The operation to recover an Irish father-of-one who fell from the world's highest mountain may not go ahead due to safety concerns, a leading mountaineer believes.
Pat Falvey, who has twice scaled Mount Everest, said it remains unclear how Seamus Lawless (39), from Bray, Co Wicklow, fell some 500m as he was descending from the 8,848m summit.
The assistant professor in artificial intelligence at Trinity College's School of Computer Science and Statistics had successfully reached the summit last Thursday along with several others in his group of eight, led by well-known Co Down adventurer Noel Hanna - just hours before he went missing.
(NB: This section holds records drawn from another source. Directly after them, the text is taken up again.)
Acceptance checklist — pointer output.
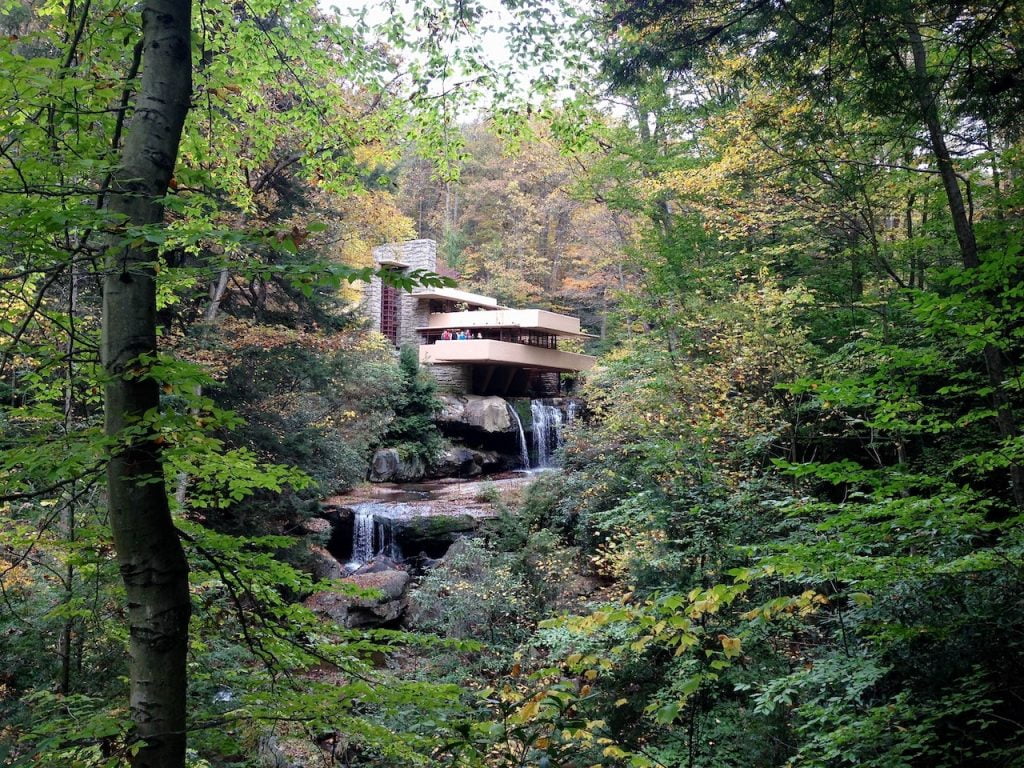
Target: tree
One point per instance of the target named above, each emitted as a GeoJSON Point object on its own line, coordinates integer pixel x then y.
{"type": "Point", "coordinates": [152, 560]}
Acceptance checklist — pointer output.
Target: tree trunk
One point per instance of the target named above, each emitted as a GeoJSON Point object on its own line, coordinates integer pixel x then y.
{"type": "Point", "coordinates": [150, 554]}
{"type": "Point", "coordinates": [928, 100]}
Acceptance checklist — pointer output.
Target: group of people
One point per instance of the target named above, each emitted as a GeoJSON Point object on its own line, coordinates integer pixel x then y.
{"type": "Point", "coordinates": [448, 335]}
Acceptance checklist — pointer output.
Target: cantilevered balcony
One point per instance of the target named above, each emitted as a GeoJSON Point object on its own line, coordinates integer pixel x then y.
{"type": "Point", "coordinates": [497, 352]}
{"type": "Point", "coordinates": [536, 321]}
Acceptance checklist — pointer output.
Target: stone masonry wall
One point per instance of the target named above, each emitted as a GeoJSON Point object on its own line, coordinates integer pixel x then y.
{"type": "Point", "coordinates": [416, 254]}
{"type": "Point", "coordinates": [453, 379]}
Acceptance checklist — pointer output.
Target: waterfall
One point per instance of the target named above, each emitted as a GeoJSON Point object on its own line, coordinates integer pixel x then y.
{"type": "Point", "coordinates": [571, 412]}
{"type": "Point", "coordinates": [523, 452]}
{"type": "Point", "coordinates": [372, 537]}
{"type": "Point", "coordinates": [363, 535]}
{"type": "Point", "coordinates": [547, 431]}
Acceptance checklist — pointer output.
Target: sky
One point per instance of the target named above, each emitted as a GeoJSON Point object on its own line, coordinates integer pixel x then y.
{"type": "Point", "coordinates": [495, 43]}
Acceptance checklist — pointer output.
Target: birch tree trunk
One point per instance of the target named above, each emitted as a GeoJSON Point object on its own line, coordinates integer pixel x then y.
{"type": "Point", "coordinates": [928, 100]}
{"type": "Point", "coordinates": [150, 554]}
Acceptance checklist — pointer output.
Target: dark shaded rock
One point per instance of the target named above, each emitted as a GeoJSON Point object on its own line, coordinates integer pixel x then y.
{"type": "Point", "coordinates": [388, 466]}
{"type": "Point", "coordinates": [317, 526]}
{"type": "Point", "coordinates": [378, 564]}
{"type": "Point", "coordinates": [432, 535]}
{"type": "Point", "coordinates": [324, 563]}
{"type": "Point", "coordinates": [353, 612]}
{"type": "Point", "coordinates": [457, 461]}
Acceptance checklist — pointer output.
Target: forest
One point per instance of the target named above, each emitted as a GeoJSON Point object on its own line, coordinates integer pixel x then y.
{"type": "Point", "coordinates": [776, 524]}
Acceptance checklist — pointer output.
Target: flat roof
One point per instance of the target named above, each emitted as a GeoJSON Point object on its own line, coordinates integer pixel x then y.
{"type": "Point", "coordinates": [465, 297]}
{"type": "Point", "coordinates": [489, 351]}
{"type": "Point", "coordinates": [540, 321]}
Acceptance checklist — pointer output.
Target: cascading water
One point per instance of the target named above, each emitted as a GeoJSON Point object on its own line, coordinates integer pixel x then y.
{"type": "Point", "coordinates": [523, 452]}
{"type": "Point", "coordinates": [372, 537]}
{"type": "Point", "coordinates": [547, 431]}
{"type": "Point", "coordinates": [571, 412]}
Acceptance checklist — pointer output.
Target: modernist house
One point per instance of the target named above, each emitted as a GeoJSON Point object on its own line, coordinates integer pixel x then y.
{"type": "Point", "coordinates": [508, 352]}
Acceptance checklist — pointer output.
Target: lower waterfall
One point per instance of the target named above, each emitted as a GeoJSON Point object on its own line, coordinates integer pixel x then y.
{"type": "Point", "coordinates": [523, 451]}
{"type": "Point", "coordinates": [371, 538]}
{"type": "Point", "coordinates": [547, 431]}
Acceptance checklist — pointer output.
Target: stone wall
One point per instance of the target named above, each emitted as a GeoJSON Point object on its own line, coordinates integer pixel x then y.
{"type": "Point", "coordinates": [453, 379]}
{"type": "Point", "coordinates": [415, 254]}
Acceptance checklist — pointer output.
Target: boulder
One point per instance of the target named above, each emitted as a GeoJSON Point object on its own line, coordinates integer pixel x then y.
{"type": "Point", "coordinates": [431, 535]}
{"type": "Point", "coordinates": [365, 611]}
{"type": "Point", "coordinates": [324, 563]}
{"type": "Point", "coordinates": [388, 466]}
{"type": "Point", "coordinates": [317, 525]}
{"type": "Point", "coordinates": [457, 461]}
{"type": "Point", "coordinates": [475, 412]}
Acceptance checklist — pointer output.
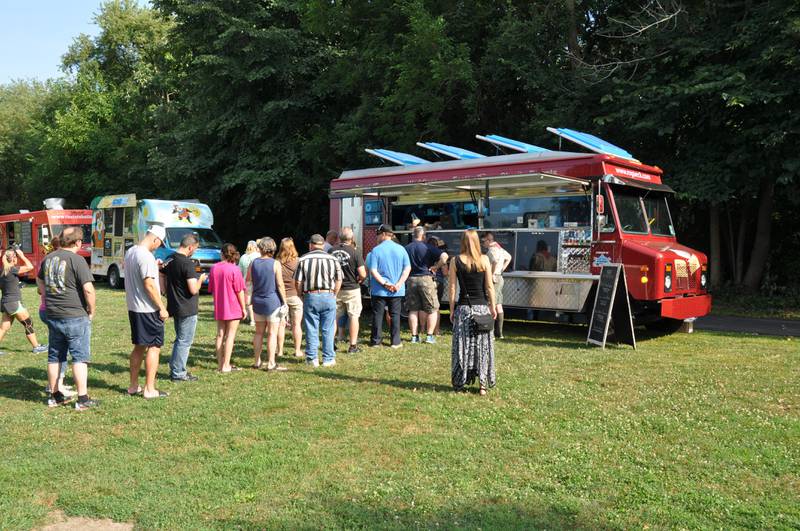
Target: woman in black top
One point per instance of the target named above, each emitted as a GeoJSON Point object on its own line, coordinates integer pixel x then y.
{"type": "Point", "coordinates": [11, 299]}
{"type": "Point", "coordinates": [472, 352]}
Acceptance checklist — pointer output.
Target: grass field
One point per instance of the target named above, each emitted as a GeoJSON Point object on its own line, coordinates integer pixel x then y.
{"type": "Point", "coordinates": [689, 431]}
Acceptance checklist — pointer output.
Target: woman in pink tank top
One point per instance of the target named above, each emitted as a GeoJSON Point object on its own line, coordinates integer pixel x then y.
{"type": "Point", "coordinates": [226, 284]}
Mr Falvey, who runs Pat Falvey Adventures from his base in Kerry, said that "a lot of questions currently remain" about what happened.
The Cork native was the first person in the world to complete the Seven Summits twice by climbing Mount Everest from its north and south sides.
The search has now been confirmed as a recovery operation by the Seven Summits Treks company and by Mr Falvey.
"If any type of search, rescue and recovery operation is planned, it will not go ahead if it is too dangerous to do so," Mr Falvey said. "Paying to put lives at risk, such as the Sherpas, should not happen if weather conditions are not conducive to do so. The fundraising campaign launched to help to locate Mr Lawless is to be commended. Unfortunately, no insurance company would sponsor you in the event of having a fatal injury."
"It is an unwritten rule in mountaineering, and especially in dangerous areas, that remains are often left there as a sign of respect to the person, the Sherpas and the mountain," he said.
"So much is stacked against you. It could be weeks before any type of a recovery operation could take place.
"Throughout the past week, high winds of 55kph and frigid temperatures of -27C, with a wind chill making it feel more like -43C, have been persistent."
Meanwhile, Tanaiste and Foreign Affairs Minister Simon Coveney told RTE's This Week that he had spoken to Mr Lawless's wife Pamela and was committed to providing as much help as his department can.
The fundraising campaign has raised over €220k so far.